David Porter is a renowned educator, architect, and writer. He was a partner in Neave Brown David Porter Architects, and currently holds a Professorship at the Central Academy of Fine Art, Beijing.
BETWEEN THE LINES
DS(3)7 uses Beijing and London as the testing grounds for new ideas of housing. We seek to identify transferable architectural ideas that can tackle the increasingly shared urban issues experienced in our cities, and address the needs of under served communities.

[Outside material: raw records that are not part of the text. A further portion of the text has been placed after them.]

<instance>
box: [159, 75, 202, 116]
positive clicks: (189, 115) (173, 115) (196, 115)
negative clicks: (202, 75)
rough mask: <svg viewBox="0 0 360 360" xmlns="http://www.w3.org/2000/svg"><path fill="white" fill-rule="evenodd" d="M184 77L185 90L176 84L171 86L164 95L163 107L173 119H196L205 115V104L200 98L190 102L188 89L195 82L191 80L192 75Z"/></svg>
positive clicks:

We encourage knowledge transfer through a comparative analysis of urban morphology. We advocate an architecture that engages the global context. We constantly question what it takes to think in context, posed as a general problem in human thought and as a particular problem for architects. Key to our agenda is the focus on finding original approaches to mediate the thresholds between public life and private life, between the inside and the outside, and between the building and the city. We encourage students to pay close attention to the details of how people occupy and move through space at a human scale, and what this says about their social, economic, political and cultural dispositions. Research for us is NOT Googling, but rather exploration of ideas through drawings, models, collages, and films. There is a particular emphasis on the strengths of technical drawings.
This year DS(3)7 will be exploring housing communities affected by the proximity of major infrastructures in both Beijing and London.
San Yuan Li in Beijing, and Somers Town in London, are both communities living in the shadows of major infrastructures. Their proximity to significant highways or railway hubs offers an appearance of connection, but in fact belies a sense of isolation. The central location of these enclaves and the low income status of their residents make them particularly vulnerable to the negative effects of top-down ‘urban renewal’. The proximity of infrastructure adds further pressure, both in terms of physical constraints, and the social and economic consequences, where the strong identity of existing communities must confront the spatial needs of transient and newly arriving demographics. So what are the futures of these urban enclave? In many ways, Beijing and London are cautionary tales for each other. There are many lessons these two cities can learn from each other, and that’s what we as a studio intend to do.
In San Yuan Li in Beijing, and Somers Town in London, the students will produce two separate high density low rise housing proposals, which will seek to establish, through its architecture tectonics and programmes, a new narrative of interaction between existing community, emergent new demographics as a result of top-down regeneration, and transient users due to the proximity of major infrastructure hubs.